Scientific Reports | 2016
Silvia Turroni; Jessica Fiori; Simone Rampelli; Stephanie L. Schnorr; Clarissa Consolandi; Monica Barone; Elena Biagi; Flaminia Fanelli; Marco Mezzullo; Alyssa N. Crittenden; Amanda G. Henry; Patrizia Brigidi; Marco Candela
The recent characterization of the gut microbiome of traditional rural and foraging societies allowed us to appreciate the essential co-adaptive role of the microbiome in complementing our physiology, opening up significant questions on how the microbiota changes that have occurred in industrialized urban populations may have altered the microbiota-host co-metabolic network, contributing to the growing list of Western diseases.
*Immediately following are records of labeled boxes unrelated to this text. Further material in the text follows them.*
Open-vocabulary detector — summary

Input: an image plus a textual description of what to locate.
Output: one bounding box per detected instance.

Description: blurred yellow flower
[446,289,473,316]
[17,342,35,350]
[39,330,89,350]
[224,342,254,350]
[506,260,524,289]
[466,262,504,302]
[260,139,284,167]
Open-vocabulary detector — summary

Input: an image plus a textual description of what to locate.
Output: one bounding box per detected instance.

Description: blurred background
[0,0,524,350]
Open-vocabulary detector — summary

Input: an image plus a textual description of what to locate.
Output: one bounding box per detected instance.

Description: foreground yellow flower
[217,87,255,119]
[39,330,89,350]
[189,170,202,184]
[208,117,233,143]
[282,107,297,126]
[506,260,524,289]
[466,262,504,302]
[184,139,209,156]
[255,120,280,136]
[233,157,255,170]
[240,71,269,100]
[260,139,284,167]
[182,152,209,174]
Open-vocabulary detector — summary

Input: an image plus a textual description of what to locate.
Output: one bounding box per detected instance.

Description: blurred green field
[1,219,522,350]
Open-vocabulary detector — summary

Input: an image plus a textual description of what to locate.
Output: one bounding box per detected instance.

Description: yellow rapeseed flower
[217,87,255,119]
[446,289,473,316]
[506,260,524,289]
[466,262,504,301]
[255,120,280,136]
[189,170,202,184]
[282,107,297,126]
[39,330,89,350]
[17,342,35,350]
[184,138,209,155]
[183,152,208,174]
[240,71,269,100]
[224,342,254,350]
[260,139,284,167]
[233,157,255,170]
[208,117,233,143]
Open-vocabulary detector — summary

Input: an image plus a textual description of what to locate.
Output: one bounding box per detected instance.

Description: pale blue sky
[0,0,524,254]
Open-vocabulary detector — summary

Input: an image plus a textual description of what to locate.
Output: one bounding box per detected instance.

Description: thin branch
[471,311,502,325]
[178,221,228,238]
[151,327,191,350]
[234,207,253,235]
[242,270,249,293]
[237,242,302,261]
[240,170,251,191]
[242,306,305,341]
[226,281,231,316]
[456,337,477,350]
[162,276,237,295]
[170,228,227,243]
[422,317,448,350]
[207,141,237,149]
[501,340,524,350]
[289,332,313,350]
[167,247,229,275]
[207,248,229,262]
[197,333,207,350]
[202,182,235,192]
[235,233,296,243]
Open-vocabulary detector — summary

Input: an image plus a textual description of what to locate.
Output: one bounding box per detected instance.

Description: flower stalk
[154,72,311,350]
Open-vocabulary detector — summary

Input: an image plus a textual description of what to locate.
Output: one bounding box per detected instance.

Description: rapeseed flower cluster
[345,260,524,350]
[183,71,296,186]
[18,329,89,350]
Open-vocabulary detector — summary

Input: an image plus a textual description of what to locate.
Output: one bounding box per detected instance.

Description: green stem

Here, we applied a targeted metabolomics approach to profile the fecal metabolome of the Hadza of Tanzania, one of the world’s few remaining foraging populations, and compared them to the profiles of urban living Italians, as representative of people in the post-industrialized West. Data analysis shows that during the rainy season, when the diet is primarily plant-based, Hadza are characterized by a distinctive enrichment in hexoses, glycerophospholipids, sphingolipids, and acylcarnitines, while deplete in the most common natural amino acids and derivatives. Complementary to the documented unique metagenomic features of their gut microbiome, our findings on the Hadza metabolome lend support to the notion of an alternate microbiome configuration befitting of a nomadic forager lifestyle, which helps maintain metabolic homeostasis through an overall scarcity of inflammatory factors, which are instead highly represented in the Italian metabolome.